Faut-il supprimer les subventions aux médias ?

Notez bien que la question n’est pas : trouvez-vous indispensable qu’il y ait des médias ? Personne, je crois, ne doute de l’utilité de pouvoir s’informer librement. Pas de médias, pas de liberté d’informer ou de s’informer, ça veut dire dictature. Et pour pouvoir s’informer librement, il faut disposer d’un grand choix et d’une diversité de sources. C’est ce qu’on appelle le pluralisme. Si tous les médias racontent exactement la même chose, alors c’est qu’ils ne parlent plus du réel, et on retourne sur la dictature (c’est le journal du parti). Le réel, et c’est ce sur quoi les gens veulent avoir des informations, s’appréhende au travers de filtres cognitifs, et avec des points de vue particuliers. Il n’y a pas d’information objective.
Non : la question posée ici est de savoir s’il est une bonne ou une mauvaise chose, pour que les médias fassent bien leur travail, de leur donner des subventions. J’ai listé ici des arguments pour ou contre (listes non-exhaustives, que vous pouvez compléter et discuter en commentaire), et un petit test vous permettra de répondre oui ou non à cette question récurrente.

Pour les subventions

  • L’activité médiatique d’information, consistant à informer, analyser, enquêter, recouper est beaucoup moins rentable que la diffusion de films ou d’émissions de jeux. Sans soutien, une partie de l’offre d’information disparaitrait et on perdrait en pluralisme
  • Face aux géants des autres pays (américains notamment), il convient de soutenir de manière intelligente la production et les activités médiatiques françaises, notamment théâtre et cinéma. C’est la fameuse exception culturelle. La « culture » n’est pas un bien comme un autre.
  • En ne subventionnant pas la presse et les médias, ils seront à la merci de grands groupes capitalistes, qui pourront faire pression en fonction de leurs intérêts sur les « bonnes » et les « mauvaises » informations

Contre les subventions

  • Les subventions maintiennent sous perfusion des médias sans aucun lectorat, ou spectateurs. L’argent pris pour les soutenir est de l’argent qui n’est plus disponible pour d’autres activités (y compris la création d’autres médias, plus rentables). Un média qui réussit, c’est un média qui sait trouver des clients, dans un milieu concurrentiel, et être rentable.
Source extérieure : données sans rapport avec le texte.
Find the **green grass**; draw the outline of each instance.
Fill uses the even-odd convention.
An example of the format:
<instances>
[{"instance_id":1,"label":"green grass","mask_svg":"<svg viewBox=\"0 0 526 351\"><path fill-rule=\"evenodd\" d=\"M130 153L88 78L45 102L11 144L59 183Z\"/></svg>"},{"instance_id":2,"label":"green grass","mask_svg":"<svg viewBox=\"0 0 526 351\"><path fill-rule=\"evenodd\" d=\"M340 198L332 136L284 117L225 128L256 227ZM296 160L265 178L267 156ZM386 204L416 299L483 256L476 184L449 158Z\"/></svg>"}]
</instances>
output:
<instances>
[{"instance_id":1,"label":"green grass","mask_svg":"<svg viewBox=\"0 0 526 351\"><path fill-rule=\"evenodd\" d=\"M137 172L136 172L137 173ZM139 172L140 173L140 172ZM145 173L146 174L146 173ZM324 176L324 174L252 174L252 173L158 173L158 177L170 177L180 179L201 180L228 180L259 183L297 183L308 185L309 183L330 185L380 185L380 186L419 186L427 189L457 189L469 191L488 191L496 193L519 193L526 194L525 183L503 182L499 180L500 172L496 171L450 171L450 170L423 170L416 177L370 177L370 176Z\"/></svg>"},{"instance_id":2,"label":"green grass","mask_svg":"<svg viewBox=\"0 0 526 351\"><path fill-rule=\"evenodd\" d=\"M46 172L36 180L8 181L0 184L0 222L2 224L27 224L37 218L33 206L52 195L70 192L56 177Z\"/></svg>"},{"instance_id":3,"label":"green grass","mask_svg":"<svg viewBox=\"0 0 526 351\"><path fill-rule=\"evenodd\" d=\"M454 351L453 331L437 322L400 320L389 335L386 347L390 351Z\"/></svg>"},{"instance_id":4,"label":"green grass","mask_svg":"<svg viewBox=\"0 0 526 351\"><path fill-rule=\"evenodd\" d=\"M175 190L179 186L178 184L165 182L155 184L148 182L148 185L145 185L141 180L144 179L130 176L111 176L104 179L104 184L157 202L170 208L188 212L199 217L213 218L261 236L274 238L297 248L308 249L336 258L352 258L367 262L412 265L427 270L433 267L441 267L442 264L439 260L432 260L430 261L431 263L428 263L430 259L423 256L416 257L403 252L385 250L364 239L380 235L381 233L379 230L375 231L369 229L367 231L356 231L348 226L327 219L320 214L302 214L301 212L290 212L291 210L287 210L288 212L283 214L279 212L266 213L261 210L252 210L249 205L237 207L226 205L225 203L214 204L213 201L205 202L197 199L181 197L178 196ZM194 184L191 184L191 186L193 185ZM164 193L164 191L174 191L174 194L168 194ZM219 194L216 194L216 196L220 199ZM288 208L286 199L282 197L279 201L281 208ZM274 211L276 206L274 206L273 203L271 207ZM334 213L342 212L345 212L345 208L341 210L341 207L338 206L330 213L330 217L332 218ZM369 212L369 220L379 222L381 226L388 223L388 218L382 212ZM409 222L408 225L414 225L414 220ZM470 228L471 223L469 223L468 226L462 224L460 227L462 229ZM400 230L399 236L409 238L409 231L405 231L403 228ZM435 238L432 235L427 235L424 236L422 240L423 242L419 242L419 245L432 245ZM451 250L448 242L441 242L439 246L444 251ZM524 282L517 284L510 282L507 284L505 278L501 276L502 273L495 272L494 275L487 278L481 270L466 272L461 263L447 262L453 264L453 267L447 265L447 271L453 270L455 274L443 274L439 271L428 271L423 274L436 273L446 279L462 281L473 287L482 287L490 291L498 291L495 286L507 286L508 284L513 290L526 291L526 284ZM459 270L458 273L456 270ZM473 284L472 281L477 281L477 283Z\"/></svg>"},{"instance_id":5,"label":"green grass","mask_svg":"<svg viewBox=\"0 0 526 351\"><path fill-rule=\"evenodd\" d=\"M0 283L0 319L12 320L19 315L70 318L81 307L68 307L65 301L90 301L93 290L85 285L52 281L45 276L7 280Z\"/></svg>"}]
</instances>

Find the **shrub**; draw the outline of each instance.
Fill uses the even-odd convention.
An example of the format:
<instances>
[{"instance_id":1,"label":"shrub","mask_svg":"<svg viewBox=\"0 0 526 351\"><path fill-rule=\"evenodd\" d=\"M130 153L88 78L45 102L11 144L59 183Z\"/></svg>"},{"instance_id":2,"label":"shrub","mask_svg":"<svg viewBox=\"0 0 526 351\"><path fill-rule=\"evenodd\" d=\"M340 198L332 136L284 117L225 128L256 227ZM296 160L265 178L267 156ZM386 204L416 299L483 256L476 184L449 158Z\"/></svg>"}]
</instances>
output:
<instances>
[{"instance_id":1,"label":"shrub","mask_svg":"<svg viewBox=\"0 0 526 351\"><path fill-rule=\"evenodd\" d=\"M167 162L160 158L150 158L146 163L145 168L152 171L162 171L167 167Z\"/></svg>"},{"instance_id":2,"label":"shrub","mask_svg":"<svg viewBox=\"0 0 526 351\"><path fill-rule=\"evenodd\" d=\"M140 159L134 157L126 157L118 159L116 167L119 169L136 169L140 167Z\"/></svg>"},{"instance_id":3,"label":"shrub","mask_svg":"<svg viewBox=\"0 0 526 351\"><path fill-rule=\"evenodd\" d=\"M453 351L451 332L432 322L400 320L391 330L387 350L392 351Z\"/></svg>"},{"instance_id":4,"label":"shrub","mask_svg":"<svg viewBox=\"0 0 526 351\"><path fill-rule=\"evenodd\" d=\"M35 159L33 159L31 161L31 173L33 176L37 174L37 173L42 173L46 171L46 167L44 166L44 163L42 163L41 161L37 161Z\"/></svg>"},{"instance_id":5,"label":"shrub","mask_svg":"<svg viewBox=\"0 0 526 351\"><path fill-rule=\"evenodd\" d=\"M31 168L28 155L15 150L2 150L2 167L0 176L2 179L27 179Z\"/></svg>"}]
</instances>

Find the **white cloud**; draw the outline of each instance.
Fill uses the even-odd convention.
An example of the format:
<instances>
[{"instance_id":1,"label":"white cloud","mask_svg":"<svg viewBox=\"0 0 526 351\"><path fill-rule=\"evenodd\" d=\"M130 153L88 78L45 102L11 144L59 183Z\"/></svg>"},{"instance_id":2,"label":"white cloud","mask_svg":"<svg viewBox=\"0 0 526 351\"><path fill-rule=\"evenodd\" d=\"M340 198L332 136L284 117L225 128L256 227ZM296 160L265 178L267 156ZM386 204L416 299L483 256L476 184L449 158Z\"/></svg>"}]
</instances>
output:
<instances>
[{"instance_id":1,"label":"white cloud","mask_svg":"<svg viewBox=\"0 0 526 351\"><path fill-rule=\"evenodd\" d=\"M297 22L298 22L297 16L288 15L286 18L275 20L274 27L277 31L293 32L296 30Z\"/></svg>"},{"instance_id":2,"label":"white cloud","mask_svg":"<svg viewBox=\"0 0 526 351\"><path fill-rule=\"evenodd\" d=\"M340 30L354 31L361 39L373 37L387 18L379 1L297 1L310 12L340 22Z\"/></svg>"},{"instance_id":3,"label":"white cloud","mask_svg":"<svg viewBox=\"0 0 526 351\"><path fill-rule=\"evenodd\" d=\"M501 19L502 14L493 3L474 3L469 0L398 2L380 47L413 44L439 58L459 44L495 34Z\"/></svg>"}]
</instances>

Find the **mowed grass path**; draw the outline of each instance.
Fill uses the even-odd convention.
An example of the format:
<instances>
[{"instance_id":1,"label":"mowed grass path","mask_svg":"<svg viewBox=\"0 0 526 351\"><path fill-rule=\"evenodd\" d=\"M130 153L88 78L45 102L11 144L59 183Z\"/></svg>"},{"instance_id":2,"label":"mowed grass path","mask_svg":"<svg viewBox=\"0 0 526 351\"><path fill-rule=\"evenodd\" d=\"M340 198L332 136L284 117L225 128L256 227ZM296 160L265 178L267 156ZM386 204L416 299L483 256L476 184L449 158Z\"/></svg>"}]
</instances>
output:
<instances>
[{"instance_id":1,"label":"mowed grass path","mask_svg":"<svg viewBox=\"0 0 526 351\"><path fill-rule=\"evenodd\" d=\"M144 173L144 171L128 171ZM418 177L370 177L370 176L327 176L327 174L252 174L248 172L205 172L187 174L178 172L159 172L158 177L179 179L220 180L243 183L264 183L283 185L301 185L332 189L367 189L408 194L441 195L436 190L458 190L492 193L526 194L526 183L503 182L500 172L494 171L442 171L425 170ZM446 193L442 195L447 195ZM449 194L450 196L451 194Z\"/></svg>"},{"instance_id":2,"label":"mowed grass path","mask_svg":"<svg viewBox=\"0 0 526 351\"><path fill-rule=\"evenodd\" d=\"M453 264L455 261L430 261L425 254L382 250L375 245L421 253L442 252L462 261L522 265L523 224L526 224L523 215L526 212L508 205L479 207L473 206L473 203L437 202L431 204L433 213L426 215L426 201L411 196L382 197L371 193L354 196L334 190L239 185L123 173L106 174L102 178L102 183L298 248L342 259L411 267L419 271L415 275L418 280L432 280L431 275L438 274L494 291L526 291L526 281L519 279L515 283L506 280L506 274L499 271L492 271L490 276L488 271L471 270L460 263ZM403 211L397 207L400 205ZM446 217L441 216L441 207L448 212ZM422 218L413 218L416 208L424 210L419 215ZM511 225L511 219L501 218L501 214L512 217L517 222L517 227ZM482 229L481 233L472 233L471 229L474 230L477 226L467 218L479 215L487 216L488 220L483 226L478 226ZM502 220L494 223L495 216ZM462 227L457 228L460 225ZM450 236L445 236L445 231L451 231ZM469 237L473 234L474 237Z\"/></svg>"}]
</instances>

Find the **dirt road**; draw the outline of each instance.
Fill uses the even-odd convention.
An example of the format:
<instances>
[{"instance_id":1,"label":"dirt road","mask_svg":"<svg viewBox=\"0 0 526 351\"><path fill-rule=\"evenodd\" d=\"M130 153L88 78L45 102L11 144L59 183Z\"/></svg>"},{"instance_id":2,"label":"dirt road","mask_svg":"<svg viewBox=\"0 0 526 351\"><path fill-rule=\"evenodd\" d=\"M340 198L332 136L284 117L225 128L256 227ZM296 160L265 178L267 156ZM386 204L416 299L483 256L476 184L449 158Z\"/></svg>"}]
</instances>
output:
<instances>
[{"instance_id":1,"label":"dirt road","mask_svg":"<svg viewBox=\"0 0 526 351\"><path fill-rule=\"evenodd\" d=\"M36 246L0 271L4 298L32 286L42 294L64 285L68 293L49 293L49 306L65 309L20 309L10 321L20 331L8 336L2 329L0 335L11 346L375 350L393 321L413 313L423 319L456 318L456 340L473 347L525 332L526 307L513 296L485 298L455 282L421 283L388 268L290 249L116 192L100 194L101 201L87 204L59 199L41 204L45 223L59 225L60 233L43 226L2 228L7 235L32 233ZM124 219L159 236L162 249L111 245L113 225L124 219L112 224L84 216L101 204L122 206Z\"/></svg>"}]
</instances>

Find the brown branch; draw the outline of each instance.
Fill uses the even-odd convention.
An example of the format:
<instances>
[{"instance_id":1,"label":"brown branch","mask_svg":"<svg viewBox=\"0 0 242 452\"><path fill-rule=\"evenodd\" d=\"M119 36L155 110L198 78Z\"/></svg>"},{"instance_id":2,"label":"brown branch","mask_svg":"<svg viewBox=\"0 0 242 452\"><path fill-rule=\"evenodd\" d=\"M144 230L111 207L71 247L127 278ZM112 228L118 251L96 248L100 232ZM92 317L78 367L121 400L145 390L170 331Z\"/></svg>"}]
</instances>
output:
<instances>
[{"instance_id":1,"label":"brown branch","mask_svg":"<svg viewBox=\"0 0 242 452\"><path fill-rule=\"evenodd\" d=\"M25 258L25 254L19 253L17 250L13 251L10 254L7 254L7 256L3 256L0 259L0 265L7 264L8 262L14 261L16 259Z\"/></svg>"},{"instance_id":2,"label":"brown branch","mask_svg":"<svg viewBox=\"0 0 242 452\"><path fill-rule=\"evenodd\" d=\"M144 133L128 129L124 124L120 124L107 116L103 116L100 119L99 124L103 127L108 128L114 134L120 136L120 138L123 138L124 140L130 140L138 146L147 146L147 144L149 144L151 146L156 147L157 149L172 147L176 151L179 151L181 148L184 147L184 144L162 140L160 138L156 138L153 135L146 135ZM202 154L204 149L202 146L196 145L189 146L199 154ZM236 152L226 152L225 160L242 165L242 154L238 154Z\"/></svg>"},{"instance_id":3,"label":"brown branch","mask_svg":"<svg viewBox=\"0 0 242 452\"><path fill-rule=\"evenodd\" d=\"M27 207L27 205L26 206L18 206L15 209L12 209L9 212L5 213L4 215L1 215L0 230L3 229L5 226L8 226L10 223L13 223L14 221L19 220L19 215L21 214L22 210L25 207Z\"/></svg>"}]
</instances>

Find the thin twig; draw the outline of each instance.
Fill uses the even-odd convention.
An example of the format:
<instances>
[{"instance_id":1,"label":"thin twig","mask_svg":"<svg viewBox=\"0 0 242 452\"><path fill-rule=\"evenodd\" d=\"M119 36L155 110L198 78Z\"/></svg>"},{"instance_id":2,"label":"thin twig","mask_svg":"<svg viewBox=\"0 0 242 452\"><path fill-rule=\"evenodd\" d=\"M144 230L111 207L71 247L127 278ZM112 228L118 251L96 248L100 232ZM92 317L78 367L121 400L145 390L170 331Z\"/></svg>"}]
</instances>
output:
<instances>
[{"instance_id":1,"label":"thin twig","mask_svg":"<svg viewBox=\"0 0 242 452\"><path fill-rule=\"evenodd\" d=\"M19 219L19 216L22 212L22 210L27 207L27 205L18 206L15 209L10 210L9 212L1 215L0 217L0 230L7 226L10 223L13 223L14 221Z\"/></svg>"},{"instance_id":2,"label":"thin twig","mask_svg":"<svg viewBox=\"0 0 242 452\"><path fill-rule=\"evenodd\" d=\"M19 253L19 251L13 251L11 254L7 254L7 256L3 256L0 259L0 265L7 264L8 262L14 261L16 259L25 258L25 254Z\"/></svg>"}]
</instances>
Au nom de quoi serait-ce une entreprise pas comme les autres ? Par ailleurs, les subventions sont accordées de manière plus ou moins arbitraires aux différents médias
  • Il y a plein de métiers différents dans le monde des médias (création, production, diffusion, etc.) : Aucun de ces secteurs d’activité ne fait parti des fonctions régaliennes de l’Etat.La culture, l’information, dans un pays libre, n’a rien à faire dans le giron de l’Etat. C’est dans les dictatures, justement, que ces activités sont liées à l’Etat
  • S’il fallait soutenir un secteur avec des subventions parce qu’y réussir est difficile, alors il faudrait soutenir l’ensemble des secteurs, ce qui implique des subventions dans toutes les activités, avec une armée de fonctionnaires pour gérer tout cela au moins mal.